Abstract Motivation Gene expression profiling is widely used in basic and cancer research but still not feasible in many clinical applications because tissues, such as brain samples, are difficult and not ethnical to collect. Gene expression in uncollected tissues can be computationally inferred using genotype and expression quantitative trait loci. No methods can infer unmeasured gene expression of multiple tissues with single tissue gene expression profile as input. Results Here, we present a Bayesian ridge regression-based method (B-GEX) to infer gene expression profiles of multiple tissues from blood gene expression profile. For each gene in a tissue, a low-dimensional feature vector was extracted from whole blood gene expression profile by feature selection. We used GTEx RNAseq data of 16 tissues to train inference models to capture the cross-tissue expression correlations between each target gene in a tissue and its preselected feature genes in peripheral blood.

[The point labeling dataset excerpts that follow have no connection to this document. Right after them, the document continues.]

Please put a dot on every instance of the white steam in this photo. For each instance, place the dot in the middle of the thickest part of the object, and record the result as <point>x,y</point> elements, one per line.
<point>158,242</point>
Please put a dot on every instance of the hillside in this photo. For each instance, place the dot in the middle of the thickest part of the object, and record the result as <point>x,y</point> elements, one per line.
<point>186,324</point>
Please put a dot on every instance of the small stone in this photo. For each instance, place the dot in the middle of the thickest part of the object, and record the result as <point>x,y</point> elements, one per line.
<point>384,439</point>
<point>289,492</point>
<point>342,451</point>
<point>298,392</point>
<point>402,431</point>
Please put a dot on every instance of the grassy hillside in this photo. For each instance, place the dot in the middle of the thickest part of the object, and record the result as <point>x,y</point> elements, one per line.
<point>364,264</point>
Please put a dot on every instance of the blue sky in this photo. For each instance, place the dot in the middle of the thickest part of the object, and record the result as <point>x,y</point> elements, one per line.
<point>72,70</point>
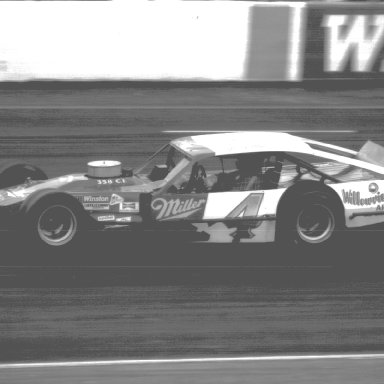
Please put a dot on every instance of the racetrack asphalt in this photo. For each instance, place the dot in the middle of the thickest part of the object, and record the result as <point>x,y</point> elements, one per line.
<point>115,300</point>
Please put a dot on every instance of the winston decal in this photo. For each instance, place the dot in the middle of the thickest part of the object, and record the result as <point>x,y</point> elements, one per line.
<point>169,209</point>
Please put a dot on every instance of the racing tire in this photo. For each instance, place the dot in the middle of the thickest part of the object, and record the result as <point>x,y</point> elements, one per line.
<point>18,173</point>
<point>313,220</point>
<point>52,220</point>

We compared B-GEX with least square regression, LASSO regression and ridge regression. B-GEX outperforms the other three models in most tissues in terms of mean absolute error, Pearson correlation coefficient and root-mean-squared error. Moreover, B-GEX infers expression level of tissue-specific genes as well as those of non-tissue-specific genes in all tissues. Unlike previous methods, which require genomic features or gene expression profiles of multiple tissues, our model only requires whole blood expression profile as input. B-GEX helps gain insights into gene expressions of uncollected tissues from more accessible data of blood. Availability and implementation B-GEX is available at https://github.com/xuwenjian85/B-GEX. Supplementary information Supplementary data are available at Bioinformatics online.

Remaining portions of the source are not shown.